GDS Sessions
This Jupyter notebook is hosted here in the Neo4j Graph Data Science Client Github repository.
The notebook shows how to use the graphdatascience
Python library to
create, manage, and use a GDS Session.
We consider a graph of people and fruits, which we’re using as a simple example to show how to connect your AuraDB instance to a GDS Session, run algorithms, and eventually write back your analytical results to the AuraDB database. We will cover all management operations: creation, listing, and deletion.
1. Prerequisites
This notebook requires having an AuraDB instance available and have the GDS sessions feature enabled for your tenant. Contact your account manager to get the features enabled.
We also need to have the graphdatascience
Python library installed,
version 1.11
or later.
%pip install "graphdatascience"
2. Aura API credentials
A GDS Session is created and accessed via the Aura API. In order to use the Aura API, we need to have Aura API credentials.
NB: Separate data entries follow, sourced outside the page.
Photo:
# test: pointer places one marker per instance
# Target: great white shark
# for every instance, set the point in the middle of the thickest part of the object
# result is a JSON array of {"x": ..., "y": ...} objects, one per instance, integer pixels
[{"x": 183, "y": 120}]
For how to create these credentials, see the Aura documentation.
Using these credentials, we can create our GdsSessions
object, which
is the main entry point for managing GDS Sessions.
import os
from graphdatascience.session import GdsSessions, AuraAPICredentials
client_id = os.environ["AURA_API_CLIENT_ID"]
client_secret = os.environ["AURA_API_CLIENT_SECRET"]
# If your account is a member of several tenants, you must also specify the tenant ID to use
tenant_id = os.environ.get("AURA_API_TENANT_ID", None)
sessions = GdsSessions(api_credentials=AuraAPICredentials(client_id, client_secret, tenant_id=tenant_id))
3. Creating a new session
A new session is created by calling sessions.get_or_create()
. When we
want to do this, we must identify a data source. We assume here that an
AuraDB instance has been created and is available to access. We need to
provide the database Bolt address, username, and password to the
DbmsConnectionInfo
class.
We also have to specify the size of the session. There are many possible sizes to choose from. Please refer to the API reference docs or the manual for a full list.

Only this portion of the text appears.